The effort coincided with an upswing for the brand as Aerie notched record first quarter revenue this year and surpassed $2 billion in revenue on a trailing 12 month basis, with executives naming marketing as a key lever of growth.

“The strong emotional connection we have built with our customer community is driving deeper resonance, relevance, loyalty,” Jennifer Foyle, president and executive creative director at Aerie and American Eagle, said of the company’s marketing on an earnings call.

Along with a spot that sees Anderson challenge the ability of AI to capture true human beauty, the campaign includes partnerships with creators who are committing to the same no-AI promise. Soon after the campaign’s debut, the brand launched a creator program, the Aerie Realmakers Community, that blew past its six-month target within weeks, Foyle said on the call. 

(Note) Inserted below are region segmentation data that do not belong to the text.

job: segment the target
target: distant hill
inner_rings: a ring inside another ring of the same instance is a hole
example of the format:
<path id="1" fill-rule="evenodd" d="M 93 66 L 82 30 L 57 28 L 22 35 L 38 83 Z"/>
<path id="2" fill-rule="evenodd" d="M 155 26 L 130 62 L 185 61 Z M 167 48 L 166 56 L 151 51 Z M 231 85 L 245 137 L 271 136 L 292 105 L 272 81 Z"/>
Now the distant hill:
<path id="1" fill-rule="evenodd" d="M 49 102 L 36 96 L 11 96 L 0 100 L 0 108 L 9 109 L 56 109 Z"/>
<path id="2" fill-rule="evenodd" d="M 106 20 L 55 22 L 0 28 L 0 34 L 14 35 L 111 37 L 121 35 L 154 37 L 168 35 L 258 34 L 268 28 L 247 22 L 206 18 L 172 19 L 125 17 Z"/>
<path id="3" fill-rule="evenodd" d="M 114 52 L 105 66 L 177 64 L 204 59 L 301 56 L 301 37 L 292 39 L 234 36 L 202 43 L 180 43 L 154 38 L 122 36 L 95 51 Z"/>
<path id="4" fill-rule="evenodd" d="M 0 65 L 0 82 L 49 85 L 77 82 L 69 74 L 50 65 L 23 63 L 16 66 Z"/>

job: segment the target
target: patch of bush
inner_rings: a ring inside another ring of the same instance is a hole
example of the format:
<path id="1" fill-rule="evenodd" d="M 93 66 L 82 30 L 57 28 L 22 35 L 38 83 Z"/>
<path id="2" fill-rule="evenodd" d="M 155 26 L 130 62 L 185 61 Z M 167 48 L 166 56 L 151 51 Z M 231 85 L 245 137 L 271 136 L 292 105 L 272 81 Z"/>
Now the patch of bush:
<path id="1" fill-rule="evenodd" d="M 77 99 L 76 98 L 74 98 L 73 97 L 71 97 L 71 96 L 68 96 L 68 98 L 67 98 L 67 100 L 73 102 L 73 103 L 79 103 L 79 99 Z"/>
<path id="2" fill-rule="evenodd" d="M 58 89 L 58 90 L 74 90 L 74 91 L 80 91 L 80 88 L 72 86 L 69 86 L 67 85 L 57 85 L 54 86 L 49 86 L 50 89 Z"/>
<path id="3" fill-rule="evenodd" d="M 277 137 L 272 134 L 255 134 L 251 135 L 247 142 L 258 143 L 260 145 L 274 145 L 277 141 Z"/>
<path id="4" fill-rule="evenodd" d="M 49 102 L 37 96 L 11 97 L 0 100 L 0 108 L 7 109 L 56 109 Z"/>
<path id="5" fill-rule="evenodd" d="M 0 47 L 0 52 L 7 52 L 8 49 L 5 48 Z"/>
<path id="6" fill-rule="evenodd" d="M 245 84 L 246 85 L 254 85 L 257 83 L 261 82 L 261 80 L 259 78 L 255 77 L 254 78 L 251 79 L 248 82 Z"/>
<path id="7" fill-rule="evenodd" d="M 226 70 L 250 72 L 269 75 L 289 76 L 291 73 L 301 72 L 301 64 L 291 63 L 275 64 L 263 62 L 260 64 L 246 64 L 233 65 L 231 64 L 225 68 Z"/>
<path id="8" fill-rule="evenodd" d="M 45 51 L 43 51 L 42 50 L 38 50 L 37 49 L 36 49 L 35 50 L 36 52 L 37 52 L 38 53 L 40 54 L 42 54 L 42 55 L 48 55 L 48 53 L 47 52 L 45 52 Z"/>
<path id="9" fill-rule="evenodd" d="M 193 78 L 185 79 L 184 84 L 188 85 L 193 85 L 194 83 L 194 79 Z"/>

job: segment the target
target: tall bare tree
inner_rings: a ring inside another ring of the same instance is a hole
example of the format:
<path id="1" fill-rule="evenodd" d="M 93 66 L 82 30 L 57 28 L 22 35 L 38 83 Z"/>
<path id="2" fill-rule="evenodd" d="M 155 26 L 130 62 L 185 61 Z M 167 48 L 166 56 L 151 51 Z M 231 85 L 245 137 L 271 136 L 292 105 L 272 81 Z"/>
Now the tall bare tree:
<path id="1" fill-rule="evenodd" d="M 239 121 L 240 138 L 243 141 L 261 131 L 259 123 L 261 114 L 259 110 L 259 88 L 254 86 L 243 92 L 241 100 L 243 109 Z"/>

“[Aerie] in general does really great creator work that isn’t just with the highest-level macro creators and mega creators: They do stuff that's really varied, reaching different audiences and different levels,” said John Mathieu, vice president and creative director at Pearpop. “Having Pam Anderson be the lead is only going to help them extend that message into the creator space, which I think the best brands are doing.”

IShowSpeed drives a jet boat for Expedia
Expedia put its creator chips behind IShowSpeed.
Courtesy of Expedia
 

Expedia turns over brand to IShowSpeed

Brands including Coach and Aerie are using creators to reach varied audiences with authentic messages. Expedia is taking a similar approach, but to reach a mass audience of Gen Z consumers, it has partnered with one major creator: streaming star IShowSpeed.

Expedia in April kicked off a multiphase global partnership with IShowSpeed, a creator with 150 million followers who named the brand his official travel partner. The first phase of the campaign included a 12-hour livestream, a branded hub — cleverly named “Exspeedia” — and a sweepstakes. The brand in June extended the campaign with a shoppable travel experience that connected content with commerce.

“It doesn’t feel like he’s promoting Expedia as much as it is enabling him to do his thing,” Thinkingbox’s Boyd said. “I think what they’ve done with their ecosystem is really strong here, in that there is a lot of participation from his fans and there is a purchase mechanic involved.”

The livestream, which followed IShowSpeed as he traveled across five countries in a single day, reached more than 400 million people across social and helped spur sharp surges in search demand for the island destinations he visited — demonstrating the creator’s ability to drive engagement and sales with Gen Z.

“He has a significant impact on all of the economies that he goes to,” Natalie Wills, senior vice president of integrated marketing and creative at Expedia Group, previously told Marketing Dive. “It just shows you how creators are a channel in their own right.”